Due amiche in fila al gate attendono di imbarcarsi. Ridono e scattano qualche selfie, tormentandosi a vicenda su cosa scrivere prima di postare l'immagine su facebook. "Pronte! che dici, scriviamo una cosa semplice". "No, è troppo banale, dai. Tu sei brava con le parole, impegnati un po' di più. pensa.."
Uno steward supera le ragazze a grandi falcate. Il volo per Roma decollerà a breve.
L'orologio di Hussein, l'uomo dalla pelle scura e con dalla barba folta, segna le 7.45. Le vetrate tremano e dall'alto una pioggia di schegge vitree colpisce la folla che, come impazzita, corre verso l'uscita. Sembra muoversi tutto a rallentatore.
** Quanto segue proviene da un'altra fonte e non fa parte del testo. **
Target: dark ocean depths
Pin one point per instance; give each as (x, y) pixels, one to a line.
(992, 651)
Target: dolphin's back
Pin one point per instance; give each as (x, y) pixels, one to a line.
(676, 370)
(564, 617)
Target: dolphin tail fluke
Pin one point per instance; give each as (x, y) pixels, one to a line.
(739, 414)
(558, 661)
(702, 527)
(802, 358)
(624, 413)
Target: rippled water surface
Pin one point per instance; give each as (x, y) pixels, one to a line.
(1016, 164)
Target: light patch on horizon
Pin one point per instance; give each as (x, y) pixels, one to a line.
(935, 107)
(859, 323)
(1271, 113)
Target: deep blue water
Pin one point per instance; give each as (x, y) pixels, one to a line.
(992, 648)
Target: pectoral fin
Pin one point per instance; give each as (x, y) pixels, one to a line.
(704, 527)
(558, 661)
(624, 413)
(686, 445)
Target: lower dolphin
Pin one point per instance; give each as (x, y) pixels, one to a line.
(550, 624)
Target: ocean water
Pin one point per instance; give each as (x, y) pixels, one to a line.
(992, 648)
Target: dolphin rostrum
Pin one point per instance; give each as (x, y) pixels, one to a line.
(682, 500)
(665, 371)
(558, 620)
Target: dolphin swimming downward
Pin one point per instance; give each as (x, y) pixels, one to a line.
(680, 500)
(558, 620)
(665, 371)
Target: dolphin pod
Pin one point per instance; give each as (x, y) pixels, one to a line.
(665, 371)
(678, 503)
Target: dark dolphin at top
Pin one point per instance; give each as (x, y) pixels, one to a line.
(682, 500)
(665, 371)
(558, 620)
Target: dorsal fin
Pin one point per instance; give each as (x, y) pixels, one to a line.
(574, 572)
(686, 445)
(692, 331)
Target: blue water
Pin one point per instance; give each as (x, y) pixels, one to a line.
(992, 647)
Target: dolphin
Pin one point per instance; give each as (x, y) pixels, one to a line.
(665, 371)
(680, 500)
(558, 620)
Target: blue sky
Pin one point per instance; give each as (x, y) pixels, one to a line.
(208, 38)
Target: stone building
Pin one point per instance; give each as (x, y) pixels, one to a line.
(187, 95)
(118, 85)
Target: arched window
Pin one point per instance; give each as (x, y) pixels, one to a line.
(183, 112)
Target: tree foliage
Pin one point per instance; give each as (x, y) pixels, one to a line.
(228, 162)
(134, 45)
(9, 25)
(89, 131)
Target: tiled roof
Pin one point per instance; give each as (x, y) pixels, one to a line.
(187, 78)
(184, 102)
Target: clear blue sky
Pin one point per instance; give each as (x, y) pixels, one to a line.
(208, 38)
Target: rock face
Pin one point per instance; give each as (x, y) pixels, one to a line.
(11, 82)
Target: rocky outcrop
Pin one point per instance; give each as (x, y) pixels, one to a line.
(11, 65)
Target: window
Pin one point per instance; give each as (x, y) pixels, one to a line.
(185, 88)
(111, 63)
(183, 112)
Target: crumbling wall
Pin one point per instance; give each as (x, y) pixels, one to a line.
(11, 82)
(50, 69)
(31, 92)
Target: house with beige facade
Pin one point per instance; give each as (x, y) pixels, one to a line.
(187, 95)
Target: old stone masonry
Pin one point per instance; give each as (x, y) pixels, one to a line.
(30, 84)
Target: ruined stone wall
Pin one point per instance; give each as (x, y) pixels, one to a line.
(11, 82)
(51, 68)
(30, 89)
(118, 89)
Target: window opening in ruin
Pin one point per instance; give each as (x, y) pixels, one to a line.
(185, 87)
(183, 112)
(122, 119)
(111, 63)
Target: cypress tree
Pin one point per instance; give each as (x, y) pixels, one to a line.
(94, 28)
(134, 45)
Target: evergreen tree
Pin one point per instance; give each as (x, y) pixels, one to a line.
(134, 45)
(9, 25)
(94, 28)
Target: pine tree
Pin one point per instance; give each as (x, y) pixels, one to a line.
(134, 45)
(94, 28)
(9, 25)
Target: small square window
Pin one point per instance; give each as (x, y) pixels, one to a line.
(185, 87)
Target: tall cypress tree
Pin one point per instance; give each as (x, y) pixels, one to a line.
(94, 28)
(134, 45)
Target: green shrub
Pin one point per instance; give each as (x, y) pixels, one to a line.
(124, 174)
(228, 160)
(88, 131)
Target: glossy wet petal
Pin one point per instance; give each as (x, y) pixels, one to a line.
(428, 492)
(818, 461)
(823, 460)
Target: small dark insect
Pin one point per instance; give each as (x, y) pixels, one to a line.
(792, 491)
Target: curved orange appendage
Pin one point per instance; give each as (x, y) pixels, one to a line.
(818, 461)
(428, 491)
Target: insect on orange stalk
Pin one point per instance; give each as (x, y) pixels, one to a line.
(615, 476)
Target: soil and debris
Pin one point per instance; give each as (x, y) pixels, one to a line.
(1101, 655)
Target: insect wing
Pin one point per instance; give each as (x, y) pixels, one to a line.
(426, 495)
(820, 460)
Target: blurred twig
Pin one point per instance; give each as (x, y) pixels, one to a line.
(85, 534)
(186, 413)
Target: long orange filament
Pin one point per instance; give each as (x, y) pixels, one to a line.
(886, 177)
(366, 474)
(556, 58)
Il rumore dell'esplosione è ovattato. La gente che sgomita e spinge urlando sembra la protagonista di un fotogramma in movimento. Hussein ha la voce graffiata quando realizza cosa sta accadendo nella hall partenze. Sa solo urlare "questo non è l'Islam!".
Stef è chiuso in un bagno di servizio. Le mani tremano. Ha ben stampato nella mente tutto quel sangue. Il cuore impazzito batte contro le costole, come se volesse fuggire insieme agli altri, ancora vivi. Stef però lo ignora. Ripensa a quel fucile buttato per terra e al rumore del pianto rotto che si mischia con il silenzio assordante della toilette. Stef ha paura di non rivedere più Larissa.
Marie era poco distante dalla bambina con le trecce bionde e leggeva distrattamente un libro quando le urla in arabo l'hanno investita. L'uomo con il giornale stretto tra le mani era una statua di sale e guardava incredulo l'orrore.
Nell'aeroporto di Zaventem si voleva solo viaggiare. Perché a Bruxelles l'aeroporto è come tanti altri, è un luogo d'incontro e d'apertura, un luogo di tolleranza, una stretta di mano con il mondo. Un ponte tra culture. E a Zaventem i viaggiatori volevano solo presentarsi e aprirsi alla vita. Ma i turisti in partenza sono costretti ad abbandonare i bagagli e i trentadue corpi senza vita su quel marmo che non brilla più.
Corrono all'esterno in cerca di riparo. Urlano, imprecano, piangono. Qualcuno ha addirittura pensato "prendo la metro e mi chiudo in albergo".